Nov 172010

I was at the Melbourne SQL Server user group last night, listening to Greg Linwood (of MyDBA) present on solid state disks (SSDs).  It was a very informative session, with Greg going into detail on how SSDs work, and the specific things you have to keep in mind when using them, such as providing sufficient OS memory to manage the SSD’s allocations, and over-provisioning to allow sufficient space to support the fact that updates involve writing to a new location and the space is not freed synchronously.

The first of three main points of the session were that SQL Server is a read oriented system, in that to perform any write operation, the rows to be updated/deleted must first be located and read in from disk.  In particular, indexes are the most likely objects to benefit from being on SSDs as the access pattern is completely random – an insert into a clustered index may be predictably via an IDENTITY value, but the non-clustered indexes will experience an insert into the middle of the B-tree structure.

The second main point is that enterprise-level SSDs, such as Fusion IO’s offerings, provide a large reduction in space requirements (the devices can be much more densely packed), cooling requirements (there’s no moving parts, so things don’t get hot), and subsequently lower power requirements.  There is also less of a need to RAID SSDs together – individual hard disks fail frequently due to their mechanical nature, but SSDs are less likely to experience this due to their more robust nature.  Of course, the entire SSD could fail, but this is akin to losing your RAID controller.  If your transaction logs are mirrored on a hard disk array (which is ideally suited to sequential write operations), then the error checking and correction (Hamming codes, so single error correction, double error detection, which is superior to RAID-5’s single error detection) capabilities may allow you to trust your data files to a single device.  I should point out that this is not a recommendation – it is up to you to perform risk assessment and contingency.

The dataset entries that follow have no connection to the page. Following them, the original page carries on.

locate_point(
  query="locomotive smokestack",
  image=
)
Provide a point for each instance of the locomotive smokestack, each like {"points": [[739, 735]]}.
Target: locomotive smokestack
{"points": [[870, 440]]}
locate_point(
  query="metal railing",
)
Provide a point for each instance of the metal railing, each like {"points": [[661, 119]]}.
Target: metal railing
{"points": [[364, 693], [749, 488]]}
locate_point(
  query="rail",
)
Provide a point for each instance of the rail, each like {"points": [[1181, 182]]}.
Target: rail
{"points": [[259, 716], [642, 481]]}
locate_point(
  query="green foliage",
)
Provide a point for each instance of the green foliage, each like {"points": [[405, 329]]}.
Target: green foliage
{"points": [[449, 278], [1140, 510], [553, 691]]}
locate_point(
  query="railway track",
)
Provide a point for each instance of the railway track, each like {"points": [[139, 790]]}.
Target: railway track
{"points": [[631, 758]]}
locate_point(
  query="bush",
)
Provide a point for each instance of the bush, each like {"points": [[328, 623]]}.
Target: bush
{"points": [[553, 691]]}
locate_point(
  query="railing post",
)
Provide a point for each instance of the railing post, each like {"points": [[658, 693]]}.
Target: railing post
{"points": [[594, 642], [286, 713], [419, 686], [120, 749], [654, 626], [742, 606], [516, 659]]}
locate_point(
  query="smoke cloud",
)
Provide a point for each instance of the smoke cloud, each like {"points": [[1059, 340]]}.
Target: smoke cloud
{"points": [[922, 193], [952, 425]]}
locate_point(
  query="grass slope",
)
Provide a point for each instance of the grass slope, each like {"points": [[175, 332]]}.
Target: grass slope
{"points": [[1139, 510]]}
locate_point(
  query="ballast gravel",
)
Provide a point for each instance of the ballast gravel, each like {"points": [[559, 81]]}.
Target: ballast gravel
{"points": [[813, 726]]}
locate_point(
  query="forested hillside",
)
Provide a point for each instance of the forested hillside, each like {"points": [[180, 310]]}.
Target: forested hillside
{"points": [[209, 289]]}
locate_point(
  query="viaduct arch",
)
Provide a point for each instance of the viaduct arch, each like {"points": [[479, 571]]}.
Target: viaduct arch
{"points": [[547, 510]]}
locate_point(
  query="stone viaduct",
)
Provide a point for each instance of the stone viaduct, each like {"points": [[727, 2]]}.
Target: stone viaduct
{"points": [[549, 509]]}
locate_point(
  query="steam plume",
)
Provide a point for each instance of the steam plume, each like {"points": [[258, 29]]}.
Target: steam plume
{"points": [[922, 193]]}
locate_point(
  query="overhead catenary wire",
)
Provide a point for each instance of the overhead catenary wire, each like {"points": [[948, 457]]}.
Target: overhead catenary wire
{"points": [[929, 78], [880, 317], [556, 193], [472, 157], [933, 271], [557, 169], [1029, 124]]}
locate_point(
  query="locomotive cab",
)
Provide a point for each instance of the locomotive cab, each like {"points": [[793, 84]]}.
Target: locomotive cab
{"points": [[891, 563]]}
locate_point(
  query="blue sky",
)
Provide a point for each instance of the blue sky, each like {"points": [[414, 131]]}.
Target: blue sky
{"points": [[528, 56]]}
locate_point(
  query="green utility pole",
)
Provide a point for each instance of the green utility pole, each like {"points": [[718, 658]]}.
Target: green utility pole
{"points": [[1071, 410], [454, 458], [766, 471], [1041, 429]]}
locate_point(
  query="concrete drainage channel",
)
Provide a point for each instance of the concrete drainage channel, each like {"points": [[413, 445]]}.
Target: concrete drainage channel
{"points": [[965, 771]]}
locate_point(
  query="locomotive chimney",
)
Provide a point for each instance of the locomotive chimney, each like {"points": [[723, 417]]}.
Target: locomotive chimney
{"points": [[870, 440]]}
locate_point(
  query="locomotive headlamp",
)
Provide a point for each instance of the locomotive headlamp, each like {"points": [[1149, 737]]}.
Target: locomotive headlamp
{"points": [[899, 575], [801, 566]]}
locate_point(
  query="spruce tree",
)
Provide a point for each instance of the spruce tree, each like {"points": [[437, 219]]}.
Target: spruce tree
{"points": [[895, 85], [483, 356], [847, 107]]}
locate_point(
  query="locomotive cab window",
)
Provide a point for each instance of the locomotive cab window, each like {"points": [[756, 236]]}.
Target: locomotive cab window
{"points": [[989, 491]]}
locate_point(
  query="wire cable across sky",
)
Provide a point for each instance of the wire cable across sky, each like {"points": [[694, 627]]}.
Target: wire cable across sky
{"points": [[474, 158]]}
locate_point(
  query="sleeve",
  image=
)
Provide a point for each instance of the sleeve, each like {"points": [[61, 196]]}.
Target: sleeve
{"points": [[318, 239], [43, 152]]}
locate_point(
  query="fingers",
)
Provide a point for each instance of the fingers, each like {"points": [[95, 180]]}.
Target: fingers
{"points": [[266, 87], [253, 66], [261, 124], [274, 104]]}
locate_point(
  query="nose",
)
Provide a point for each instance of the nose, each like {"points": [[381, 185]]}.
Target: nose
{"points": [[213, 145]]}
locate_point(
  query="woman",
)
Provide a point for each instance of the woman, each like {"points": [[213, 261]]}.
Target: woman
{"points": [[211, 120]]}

In terms of cost, hard disks beat SSDs when comparing single units, but the superior performance of SSDs, coupled with the lower space, cooling, power  and advantages make SSDs significantly cheaper.  Compare the TPC’s current TPC-C benchmarks – the best performing hard disk solution comes in at 6 million transactions per minute with $20 milllion for storage costs, while the best performing SSD solution comes in at 10 million transactions per minute with $3 million for storage costs. (It’s worth noting that both of these are DB2 systems, and not SQL Server, but the RDBMS isn’t as important here.)

SSDs are definitely the next big thing, and are now considered stable and mainstream enough to improve what can be considered the biggest bottleneck in database systems today – disk I/O.  Greg presented a captivating session and definitely cleared up a lot of misconceptions around SSD technology and their uses with database systems.